Na história recente, por exemplo, ficou famoso o Pacto da Moncloa, firmado na Espanha em outubro de 1977 por partidos políticos, sindicatos e empresários. O pacto, que consistiu em dois acordos, estabeleceu as bases para a transição democrática após a ditadura franquista. Diante de um país profundamente dividido – a Guerra Civil Espanhola, nos anos 30 do século passado, havia cindido regiões, cidades e famílias –, lideranças políticas e civis firmaram um pacto de pacificação, cuja estratégia central consistiu em deliberar paulatinamente as questões em aberto, começando por aquelas cujo consenso seria mais fácil de ser obtido.
Foi um método realista. Ante as muitas diferenças existentes, seria impossível debruçar simultaneamente sobre todas as questões que dividiam a Nação. Elas eram tratadas e resolvidas paulatinamente. À medida que se consolidavam os primeiros pontos de consenso, diminuíam-se as tensões e formava-se um ambiente de maior confiança mútua. Assim, as questões maiores, nas quais havia originalmente diferenças altamente dissonantes, podiam ser tratadas a partir de bases mais racionais e em ambiente mais propício às boas soluções.

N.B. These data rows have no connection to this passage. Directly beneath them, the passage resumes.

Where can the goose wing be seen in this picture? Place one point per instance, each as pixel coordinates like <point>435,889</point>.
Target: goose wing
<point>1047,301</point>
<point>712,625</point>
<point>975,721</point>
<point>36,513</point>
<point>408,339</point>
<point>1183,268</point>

Não que os dissensos desaparecessem como por passe de mágica, mas porque haviam sido criadas relações de confiança entre os agentes políticos, permitindo uma abordagem menos conflitiva e com mais diálogo.
Logicamente, não há método perfeito e muitas diferenças continuaram existindo. É uma utopia a ideia de que as instituições são capazes de instaurar a paz social absoluta, com uma plena homogeneidade de propostas e opiniões. Isso não existe e, certamente, nem mesmo é sempre desejável. A pluralidade, que sempre acarreta algum grau de tensão, é sinal de sociedade saudável e livre.
Mais do que pretender um grau de pacificação perfeito, é necessário sempre caminhar em direção à formação de consensos mínimos, aptos a propiciar uma atuação eficaz do poder público. Com muitas e muitas imperfeições – que aqui não se tenta minimizar –, o Brasil vem, desde a redemocratização, conseguindo formular alguns consensos importantes.
Basta pensar, por exemplo, na trajetória nacional contra a inflação. Outros temas sobre os quais havia grande dissonância, por exemplo, na Assembleia Constituinte de 1987, foram, ao longo do tempo, se acomodando e ganharam contornos que, ainda que não plenamente satisfatórios a todos os lados, receberam ao menos soluções pacíficas. É o caso das discussões envolvendo a função social da propriedade e a reforma agrária. Mais recentemente, outro grande exemplo de pacificação deu-se com o Código Florestal de 2012, com soluções de sofisticado equilíbrio.
Pois bem, diante desse panorama, não faz nenhum sentido que o presidente Jair Bolsonaro reabra, ao mesmo tempo e sem nenhuma ordem de prioridade, questões complexas de ordem histórica, social, econômica, trabalhista e ambiental. Com esse modo de atuar, é simplesmente impossível produzir soluções de consenso ou mesmo aquelas que se impõem pelo apelo à maioria. Não cabe ao presidente, simplesmente porque assim lhe apraz, instaurar o dissenso. Para isso ele não tem mandato.